The sovereign debt crisis has not only hit Greece, but has had a negative influence on the overall economic situation in Europe, and this will influence China's exports as a whole, Yao Jian, spokesman for MOFCOM, said at a news conference in Beijing.

The European Union (EU) is China's largest trading partner. The bilateral trade between China and EU rose 34.6 percent over last year to $137.77 billion, accounting for 16 percent of China's total trade, according to the General Administration of Customs (GAC).

While stating his belief that rescue loans worth 750 billion euros ($924.79 billion) offered by the EU and International Monetary Fund will revive the eurozone economy, Yao noted that due to the crisis, financial markets are seeing frequent fluctuations, dealing a blow to market confidence and delaying the global economic recovery.

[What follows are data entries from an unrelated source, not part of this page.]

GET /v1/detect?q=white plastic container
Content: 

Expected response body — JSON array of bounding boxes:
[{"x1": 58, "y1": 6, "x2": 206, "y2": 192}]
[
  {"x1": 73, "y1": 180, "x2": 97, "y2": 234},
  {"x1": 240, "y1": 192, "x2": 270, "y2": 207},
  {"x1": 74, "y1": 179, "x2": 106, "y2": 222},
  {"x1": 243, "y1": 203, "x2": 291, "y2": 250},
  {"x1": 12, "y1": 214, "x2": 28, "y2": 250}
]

This means continued sluggish demand.

The debt crisis also affects the stability of the euro, which has dropped heavily against the yuan.

The euro plunged to as low as $1.2234 Monday in Tokyo morning trade, the lowest since April 2006. The yuan, that remains pegged to the dollar, Monday reached a high of 8.3666 against the euro, hitting a new seven-year high. The yuan has appreciated more than 14 percent against the euro this year.

The weakening euro is dampening investors' confidence in the eurozone and adds more uncertainty to Chinese exports to the EU, said Yan Jin, an economist with Standard Chartered Bank (China).

Trade surplus would substantially shrink this year, compared to the past two years, and international balance of payments will improve, Yan reiterated.

Many economists estimated the trade surplus for the whole year to be around $100 billion, compared to $196.07 billion in 2009 and $295.46 billion in 2008.

The yuan exchange rate policy won't change any time soon given the current economic situation, Yan said.

"The government is expected to send a clear message on currency policy change before the G20," she added. The G20 is to meet Canada in June.